39It seems to me that this quotation speaks to the way in which the affect of watching Sheet, the mesmeric qualities that Roger Hammond alludes to in his discussion of the film, emerge as a combination of the planned and the improvisatory. The cluster of sequences that Breakwell and Leggett employ both gesture towards a unity (of object, of framing, of location), but also away from any sense of absolute coherence.

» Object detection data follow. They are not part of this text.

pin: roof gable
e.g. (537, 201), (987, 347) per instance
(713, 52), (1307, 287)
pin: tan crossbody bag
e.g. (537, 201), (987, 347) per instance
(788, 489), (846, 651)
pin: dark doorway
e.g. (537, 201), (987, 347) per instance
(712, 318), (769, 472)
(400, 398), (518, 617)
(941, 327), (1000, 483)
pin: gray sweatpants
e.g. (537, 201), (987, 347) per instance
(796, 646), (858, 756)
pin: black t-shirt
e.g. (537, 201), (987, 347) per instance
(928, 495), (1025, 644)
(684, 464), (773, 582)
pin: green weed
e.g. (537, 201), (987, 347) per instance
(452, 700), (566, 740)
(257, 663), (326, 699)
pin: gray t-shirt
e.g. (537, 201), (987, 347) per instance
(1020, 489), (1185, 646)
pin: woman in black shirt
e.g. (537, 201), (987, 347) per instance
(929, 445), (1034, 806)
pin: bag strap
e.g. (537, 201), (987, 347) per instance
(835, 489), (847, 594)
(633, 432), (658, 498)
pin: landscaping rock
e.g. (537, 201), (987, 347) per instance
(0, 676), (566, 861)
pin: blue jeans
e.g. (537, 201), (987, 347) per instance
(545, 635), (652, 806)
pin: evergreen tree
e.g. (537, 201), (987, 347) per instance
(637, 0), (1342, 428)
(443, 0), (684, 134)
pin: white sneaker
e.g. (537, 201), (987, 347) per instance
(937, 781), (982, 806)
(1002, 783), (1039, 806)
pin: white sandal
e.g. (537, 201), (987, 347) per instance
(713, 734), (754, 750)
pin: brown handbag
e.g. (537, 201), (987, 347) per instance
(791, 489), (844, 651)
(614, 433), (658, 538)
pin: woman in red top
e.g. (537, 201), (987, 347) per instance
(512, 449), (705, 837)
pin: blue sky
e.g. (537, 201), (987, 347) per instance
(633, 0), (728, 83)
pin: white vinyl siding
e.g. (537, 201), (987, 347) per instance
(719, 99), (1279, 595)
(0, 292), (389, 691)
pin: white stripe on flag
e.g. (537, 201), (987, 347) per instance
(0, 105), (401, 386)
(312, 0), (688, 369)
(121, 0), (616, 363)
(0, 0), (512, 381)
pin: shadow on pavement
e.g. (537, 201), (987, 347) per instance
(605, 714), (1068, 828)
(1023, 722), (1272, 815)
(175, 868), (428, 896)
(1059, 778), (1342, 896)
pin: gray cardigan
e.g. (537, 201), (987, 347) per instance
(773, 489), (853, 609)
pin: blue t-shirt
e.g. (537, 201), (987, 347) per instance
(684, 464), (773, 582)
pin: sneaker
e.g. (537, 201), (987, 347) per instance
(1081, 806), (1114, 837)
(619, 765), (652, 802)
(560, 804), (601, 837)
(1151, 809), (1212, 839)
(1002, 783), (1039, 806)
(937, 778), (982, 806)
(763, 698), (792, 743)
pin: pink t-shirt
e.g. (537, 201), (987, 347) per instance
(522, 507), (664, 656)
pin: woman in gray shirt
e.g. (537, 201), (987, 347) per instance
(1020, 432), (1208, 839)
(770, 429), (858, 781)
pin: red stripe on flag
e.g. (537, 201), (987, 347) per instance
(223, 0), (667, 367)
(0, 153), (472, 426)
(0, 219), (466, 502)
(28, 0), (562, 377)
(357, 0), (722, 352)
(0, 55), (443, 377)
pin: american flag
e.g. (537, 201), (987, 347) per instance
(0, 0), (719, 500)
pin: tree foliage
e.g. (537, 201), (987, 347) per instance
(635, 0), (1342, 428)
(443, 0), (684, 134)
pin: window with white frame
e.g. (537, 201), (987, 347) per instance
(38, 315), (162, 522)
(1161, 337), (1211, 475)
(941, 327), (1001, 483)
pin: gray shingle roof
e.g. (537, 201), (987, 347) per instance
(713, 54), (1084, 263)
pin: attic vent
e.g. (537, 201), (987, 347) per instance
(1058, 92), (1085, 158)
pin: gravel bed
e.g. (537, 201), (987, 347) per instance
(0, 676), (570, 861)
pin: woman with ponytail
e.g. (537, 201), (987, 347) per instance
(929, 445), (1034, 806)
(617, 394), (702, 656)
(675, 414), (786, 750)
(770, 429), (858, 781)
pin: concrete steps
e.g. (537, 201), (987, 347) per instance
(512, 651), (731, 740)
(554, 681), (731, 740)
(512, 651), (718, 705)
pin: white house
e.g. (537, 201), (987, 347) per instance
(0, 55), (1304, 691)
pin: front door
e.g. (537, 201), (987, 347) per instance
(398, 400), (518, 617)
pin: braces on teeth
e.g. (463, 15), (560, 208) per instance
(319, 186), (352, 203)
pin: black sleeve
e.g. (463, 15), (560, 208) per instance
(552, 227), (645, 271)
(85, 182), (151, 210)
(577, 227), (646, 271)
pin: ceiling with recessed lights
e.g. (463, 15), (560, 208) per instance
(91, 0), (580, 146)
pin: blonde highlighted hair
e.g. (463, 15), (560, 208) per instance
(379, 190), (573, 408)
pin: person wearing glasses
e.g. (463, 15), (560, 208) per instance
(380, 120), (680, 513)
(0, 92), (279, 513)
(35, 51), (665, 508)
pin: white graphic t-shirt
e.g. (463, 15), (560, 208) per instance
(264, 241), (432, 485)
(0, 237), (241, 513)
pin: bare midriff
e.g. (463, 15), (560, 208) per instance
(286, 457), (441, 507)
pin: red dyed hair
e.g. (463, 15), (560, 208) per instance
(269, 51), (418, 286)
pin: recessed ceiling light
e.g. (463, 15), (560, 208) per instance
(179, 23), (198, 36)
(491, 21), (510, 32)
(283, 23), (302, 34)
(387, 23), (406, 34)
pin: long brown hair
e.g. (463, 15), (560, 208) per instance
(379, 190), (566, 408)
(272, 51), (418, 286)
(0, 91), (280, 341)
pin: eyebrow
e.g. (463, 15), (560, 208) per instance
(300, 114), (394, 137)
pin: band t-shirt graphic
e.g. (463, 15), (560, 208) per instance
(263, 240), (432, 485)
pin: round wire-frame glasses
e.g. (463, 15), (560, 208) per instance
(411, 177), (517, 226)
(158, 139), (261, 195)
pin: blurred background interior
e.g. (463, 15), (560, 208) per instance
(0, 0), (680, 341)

40I wish to conclude this piece by discussing Sheet alongside Robert Fulton’s Street Film I, which bears a number of similarities to Breakwell and Leggett’s film. In Street Film I, the first of a sequence of films, Fulton follows a piece of discarded newspaper as it is blown around the streets of Chicago. Also filmed in black and white, Street Film I exhibits the same tension between narrative and the anti-illusionist impulse that Sheet does, and the piece of newspaper takes on the same animus, the same sense of uncanny purpose that the sheet does. Fulton’s object is much more information-dense than the sheet, displaying text and images on both sides (Fulton sees the piece of newspaper as a metaphor for the shift between what he calls hard information and soft information),1 and his encounter with it is more random as he follows the scrap of newspaper wherever the wind takes it. Just as Breakwell and Leggett’s sheet is reshaped and deformed throughout their film, Fulton’s newspaper becomes crumpled, worn away and ripped as the film goes on, and indeed it undergoes a permanent transformation that Breakwell and Leggett’s sheet does not. The newspaper becomes utterly changed where the sheet is always capable of returning to its pristine, flat origin. We might say that Fulton is concerned with the deterioration of the object in real time, whereas Breakwell and Leggett are concerned with its permanence and suppleness. Despite these differences, both films have that improvisatory quality, both share a key component as their chosen object interacts with the environment around it. In both, that interaction is a structuring device and the means through which the possibility of narrative enters the frame.
41I began by offering two contrasting interpretations of this film, one which saw in the embodied presence of the titular sheet something redolent of death and of man’s relationship with nature, and the other which saw the film as a structural work, but one whose rhythms and repetitions induced and mesmerised the viewer. As I have argued, it is not the case that either one of these interpretations is more valid than the other. In fact, the film occupies a specific territory in which both are simultaneously true. There is a hallucinatory quality to watching Sheet. But one cannot also avoid questioning and examining the presence of the sheet, the object, in its various orientations, draped, wrapped, laid flat, hung in its environment. As I have also argued, the film reconstitutes a particular movement that we see in the films that immediately followed the events of May ’68, from the urban to the natural environment, and constituting the natural environment where one trades the ability to act for the ability to reflect. By employing the absolute blankness and indifference of the sheet in their film, Breakwell and Leggett allow for these multiple entry points into it. It is a film which reflects the political, artistic and conceptual anxieties of its time, but also one which, in the way that it triangulates the two versions of the avant-garde film that Peter Wollen defines, resonates with contemporary debates about filmmaking and politics.